Companies in Slovenia did really well this year, but it is very uncertain what the situation will be next year, since, among other things, there is still no solution regarding energy prices, we could summarise the main findings of the speakers at the round table. “I hope there will not be a severe recession next year. In Germany, around 30,000 companies are insolvent, there will be bankruptcies… When there is a crisis in Germany, it will also be felt here,” warned Igor Akrapovič, adding that after the meeting with Prime Minister Robert Golob, the price of electricity is still not clear, “how are we going to get through”. According to him, we should start building a new nuclear power plant in Slovenia immediately, so that we will have it in 10 or 11 years, and not wait another three years, “if we want to be competitive in the long term”. He was also quite critical of Brussels’ policy, which “deals with phone chargers” rather than what is important.
The price of electricity
Jure Knez from the company Dewesoft emphasised that the country must realise that it does not have a monopoly and that it must be competitive at least with neighbouring countries. Regarding electricity, he said that the state must clearly tell entrepreneurs what the price will be next year. “In my opinion, the economy could survive 200 euros per MWh, but not more.” Entrepreneurs receive offers in the amount of 500, 800 or even 1,000 euros per MWh, while the price of electricity from the NEK is 35 euros per MWh, the price of electricity from TEŠ, which is the most expensive, is 85 euros per MWh.
Taxes: Competitive conditions are essential
Knez and Akrapovič were also critical of the current government’s tax plans. With the announced changes in income tax, where, among other things, the accepted increase in the general relief in the coming years is to be eliminated and the rate in the highest income tax bracket will be increased from 45 back to 50 percent, they emphasised that for the engineering staff, which creates a high added value, competitive conditions should be ensured. Regarding the taxation of the sale of shares to a fund of own shares in companies and the simultaneous promotion of co-ownership by employees, Knez said that this is “like killing a racehorse and then buying him the best food”.
Entrepreneurial way of thinking in healthcare
Marko Bitenc, who founded two companies, ZZ Zdravje (which marked 30 years since its entry into the court register on November 6th) and Kirurgija Bitenc, noted that “the system is still not favourable to entrepreneurship”. “If there had not been a standstill in the 90s, today people would not be without a doctor, there would not be long waiting lines, there would not be rooms without air conditioning,” he said.
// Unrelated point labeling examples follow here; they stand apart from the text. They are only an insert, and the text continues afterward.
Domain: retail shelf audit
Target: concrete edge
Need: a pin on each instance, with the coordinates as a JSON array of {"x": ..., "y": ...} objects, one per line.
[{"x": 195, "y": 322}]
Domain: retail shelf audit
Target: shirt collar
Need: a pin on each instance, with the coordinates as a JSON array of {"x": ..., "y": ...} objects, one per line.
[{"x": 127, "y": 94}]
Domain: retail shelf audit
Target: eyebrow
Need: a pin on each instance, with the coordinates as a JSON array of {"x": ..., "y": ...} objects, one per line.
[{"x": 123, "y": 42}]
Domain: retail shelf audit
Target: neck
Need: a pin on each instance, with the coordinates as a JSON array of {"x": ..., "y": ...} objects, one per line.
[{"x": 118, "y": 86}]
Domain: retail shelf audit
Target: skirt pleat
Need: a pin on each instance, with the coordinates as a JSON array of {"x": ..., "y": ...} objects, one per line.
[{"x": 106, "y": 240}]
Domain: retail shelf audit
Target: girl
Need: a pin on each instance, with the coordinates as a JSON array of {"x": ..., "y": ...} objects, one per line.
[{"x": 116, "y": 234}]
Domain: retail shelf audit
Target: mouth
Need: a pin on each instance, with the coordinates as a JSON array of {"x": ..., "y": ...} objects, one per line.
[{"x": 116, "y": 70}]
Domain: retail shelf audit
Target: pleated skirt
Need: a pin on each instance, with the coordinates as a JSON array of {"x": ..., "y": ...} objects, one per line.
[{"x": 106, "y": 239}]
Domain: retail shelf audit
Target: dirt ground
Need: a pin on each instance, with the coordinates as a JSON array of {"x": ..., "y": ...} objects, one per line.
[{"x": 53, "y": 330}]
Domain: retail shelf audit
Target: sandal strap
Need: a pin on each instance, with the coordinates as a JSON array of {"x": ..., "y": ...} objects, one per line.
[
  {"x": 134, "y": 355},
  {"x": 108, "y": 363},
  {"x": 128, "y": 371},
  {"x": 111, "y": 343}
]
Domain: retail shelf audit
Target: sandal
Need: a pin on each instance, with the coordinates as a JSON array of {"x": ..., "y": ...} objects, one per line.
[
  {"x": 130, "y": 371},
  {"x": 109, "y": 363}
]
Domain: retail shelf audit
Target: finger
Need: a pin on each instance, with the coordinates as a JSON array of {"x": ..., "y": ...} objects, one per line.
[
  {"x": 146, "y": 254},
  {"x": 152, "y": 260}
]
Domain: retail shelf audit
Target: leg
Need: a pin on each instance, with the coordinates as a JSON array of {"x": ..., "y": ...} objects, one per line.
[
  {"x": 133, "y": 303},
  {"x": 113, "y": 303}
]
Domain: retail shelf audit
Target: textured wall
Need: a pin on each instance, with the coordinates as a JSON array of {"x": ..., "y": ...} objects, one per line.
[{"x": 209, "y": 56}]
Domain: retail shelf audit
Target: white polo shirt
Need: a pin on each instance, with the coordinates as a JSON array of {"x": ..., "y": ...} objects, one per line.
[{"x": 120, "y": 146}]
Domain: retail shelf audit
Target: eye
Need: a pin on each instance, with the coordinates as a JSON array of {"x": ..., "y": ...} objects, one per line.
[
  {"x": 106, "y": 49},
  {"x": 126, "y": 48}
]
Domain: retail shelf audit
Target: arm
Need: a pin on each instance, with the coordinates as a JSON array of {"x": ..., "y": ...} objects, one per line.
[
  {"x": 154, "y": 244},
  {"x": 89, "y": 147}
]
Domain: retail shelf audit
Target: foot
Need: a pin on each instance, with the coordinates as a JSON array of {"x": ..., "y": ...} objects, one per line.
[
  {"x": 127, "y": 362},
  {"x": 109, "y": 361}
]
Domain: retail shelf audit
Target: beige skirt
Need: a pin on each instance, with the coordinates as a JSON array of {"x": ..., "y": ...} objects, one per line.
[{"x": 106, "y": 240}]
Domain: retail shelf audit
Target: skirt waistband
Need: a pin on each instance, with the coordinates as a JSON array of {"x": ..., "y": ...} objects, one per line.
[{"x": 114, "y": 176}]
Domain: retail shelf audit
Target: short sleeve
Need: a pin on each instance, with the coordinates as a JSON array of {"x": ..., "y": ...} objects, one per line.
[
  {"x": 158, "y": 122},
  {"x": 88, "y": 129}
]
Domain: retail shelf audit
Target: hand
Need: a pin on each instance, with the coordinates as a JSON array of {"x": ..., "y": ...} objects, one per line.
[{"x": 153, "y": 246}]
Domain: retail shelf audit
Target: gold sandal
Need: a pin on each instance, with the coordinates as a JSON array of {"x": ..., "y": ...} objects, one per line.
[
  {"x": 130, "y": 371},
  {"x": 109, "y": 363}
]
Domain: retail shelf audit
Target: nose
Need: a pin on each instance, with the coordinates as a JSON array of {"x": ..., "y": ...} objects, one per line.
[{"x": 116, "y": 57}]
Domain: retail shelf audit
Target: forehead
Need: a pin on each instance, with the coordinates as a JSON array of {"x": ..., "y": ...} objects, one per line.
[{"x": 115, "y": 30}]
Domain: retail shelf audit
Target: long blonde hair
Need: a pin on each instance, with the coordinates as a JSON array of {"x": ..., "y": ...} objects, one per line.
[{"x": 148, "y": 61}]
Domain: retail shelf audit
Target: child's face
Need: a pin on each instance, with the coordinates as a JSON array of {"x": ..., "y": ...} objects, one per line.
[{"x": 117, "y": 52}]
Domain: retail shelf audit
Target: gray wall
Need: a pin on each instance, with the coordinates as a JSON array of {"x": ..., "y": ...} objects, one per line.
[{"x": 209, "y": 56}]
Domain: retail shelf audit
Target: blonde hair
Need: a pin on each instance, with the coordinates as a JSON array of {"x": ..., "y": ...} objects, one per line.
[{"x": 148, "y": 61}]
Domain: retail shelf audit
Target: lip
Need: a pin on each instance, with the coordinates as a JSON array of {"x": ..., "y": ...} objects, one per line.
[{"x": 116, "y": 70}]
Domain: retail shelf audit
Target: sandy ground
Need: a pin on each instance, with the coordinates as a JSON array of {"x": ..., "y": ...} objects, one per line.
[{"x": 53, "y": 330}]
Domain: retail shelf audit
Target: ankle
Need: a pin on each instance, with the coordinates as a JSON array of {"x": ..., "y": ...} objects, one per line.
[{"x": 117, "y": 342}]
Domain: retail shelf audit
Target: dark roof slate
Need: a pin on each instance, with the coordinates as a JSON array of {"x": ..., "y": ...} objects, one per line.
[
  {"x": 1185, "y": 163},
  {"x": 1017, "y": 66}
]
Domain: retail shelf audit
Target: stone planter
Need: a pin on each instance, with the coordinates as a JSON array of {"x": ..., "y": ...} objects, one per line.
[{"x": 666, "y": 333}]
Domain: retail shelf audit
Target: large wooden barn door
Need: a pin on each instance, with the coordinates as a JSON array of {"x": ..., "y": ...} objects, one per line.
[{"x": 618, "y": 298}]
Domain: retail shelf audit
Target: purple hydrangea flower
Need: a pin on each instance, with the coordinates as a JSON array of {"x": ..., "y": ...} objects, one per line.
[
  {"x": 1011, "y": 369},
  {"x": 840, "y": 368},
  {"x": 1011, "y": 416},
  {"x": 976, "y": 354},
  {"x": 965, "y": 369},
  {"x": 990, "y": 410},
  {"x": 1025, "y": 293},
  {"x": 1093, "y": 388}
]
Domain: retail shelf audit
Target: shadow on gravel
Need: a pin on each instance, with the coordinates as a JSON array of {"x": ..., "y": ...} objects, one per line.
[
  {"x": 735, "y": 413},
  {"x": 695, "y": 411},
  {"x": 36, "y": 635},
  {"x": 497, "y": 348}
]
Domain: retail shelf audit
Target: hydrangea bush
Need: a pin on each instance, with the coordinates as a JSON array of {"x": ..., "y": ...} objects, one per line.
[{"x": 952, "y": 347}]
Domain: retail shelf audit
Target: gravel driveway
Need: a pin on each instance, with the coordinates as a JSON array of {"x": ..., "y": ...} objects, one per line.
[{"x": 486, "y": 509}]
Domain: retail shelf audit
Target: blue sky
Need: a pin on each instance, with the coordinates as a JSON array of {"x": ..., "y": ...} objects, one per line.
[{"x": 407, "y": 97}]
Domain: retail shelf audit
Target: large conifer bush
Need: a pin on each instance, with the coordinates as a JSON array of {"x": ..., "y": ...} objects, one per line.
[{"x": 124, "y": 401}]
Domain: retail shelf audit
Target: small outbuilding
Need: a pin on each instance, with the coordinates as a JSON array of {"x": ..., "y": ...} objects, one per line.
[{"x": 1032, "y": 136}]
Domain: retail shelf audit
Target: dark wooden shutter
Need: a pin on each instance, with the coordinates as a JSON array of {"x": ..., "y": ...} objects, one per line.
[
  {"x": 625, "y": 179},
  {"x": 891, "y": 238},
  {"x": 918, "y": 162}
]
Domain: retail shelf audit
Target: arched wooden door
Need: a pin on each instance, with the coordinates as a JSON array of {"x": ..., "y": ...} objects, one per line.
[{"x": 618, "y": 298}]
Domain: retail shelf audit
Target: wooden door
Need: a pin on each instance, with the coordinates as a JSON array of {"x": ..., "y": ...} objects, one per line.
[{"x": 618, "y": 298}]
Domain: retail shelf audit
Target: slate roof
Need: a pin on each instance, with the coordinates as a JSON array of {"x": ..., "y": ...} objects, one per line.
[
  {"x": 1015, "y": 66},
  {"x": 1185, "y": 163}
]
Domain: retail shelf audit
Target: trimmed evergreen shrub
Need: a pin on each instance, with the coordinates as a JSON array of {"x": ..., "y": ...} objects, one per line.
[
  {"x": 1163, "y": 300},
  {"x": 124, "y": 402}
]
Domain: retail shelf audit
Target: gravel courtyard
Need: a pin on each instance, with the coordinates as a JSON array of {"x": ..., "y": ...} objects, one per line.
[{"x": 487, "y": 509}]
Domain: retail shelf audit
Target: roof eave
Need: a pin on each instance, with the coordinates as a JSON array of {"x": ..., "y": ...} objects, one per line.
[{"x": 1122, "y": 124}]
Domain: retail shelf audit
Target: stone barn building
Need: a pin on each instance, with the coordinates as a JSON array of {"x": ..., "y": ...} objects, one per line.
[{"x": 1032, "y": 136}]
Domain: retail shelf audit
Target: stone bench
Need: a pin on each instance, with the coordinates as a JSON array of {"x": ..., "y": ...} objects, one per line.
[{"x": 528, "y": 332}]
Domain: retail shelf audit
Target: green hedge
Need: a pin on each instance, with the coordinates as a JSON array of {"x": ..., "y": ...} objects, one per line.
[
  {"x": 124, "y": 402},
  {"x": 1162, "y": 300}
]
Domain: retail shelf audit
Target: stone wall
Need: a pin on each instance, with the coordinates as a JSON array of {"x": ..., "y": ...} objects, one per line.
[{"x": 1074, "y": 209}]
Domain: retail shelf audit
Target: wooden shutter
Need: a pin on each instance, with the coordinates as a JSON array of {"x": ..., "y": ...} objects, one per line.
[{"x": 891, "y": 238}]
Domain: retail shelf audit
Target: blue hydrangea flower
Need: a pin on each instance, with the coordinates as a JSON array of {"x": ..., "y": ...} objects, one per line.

According to him, the entrepreneurial way of thinking, management, and development is the only true way to personalise treatment – which is depersonalised in the state part of the public medical service.
Promotion of industry abroad
As Nuša Pavlinjek Slavinec from the company Roto said, in every crisis you have to find an opportunity. “As a pilot, when I am planning a flight, I prefer a storm to fog. After a storm that lasts an hour or two, there is sunshine, but the fog can last all day. I hope that this is now a storm and that it will pass soon,” she said vividly, emphasising that “bad weather is not everywhere”. It is good to look at different markets and spread the risk, which Roto does very successfully. The state should help companies with energy transformation and promote Slovenian industry abroad more, just as it did with tourism, she added.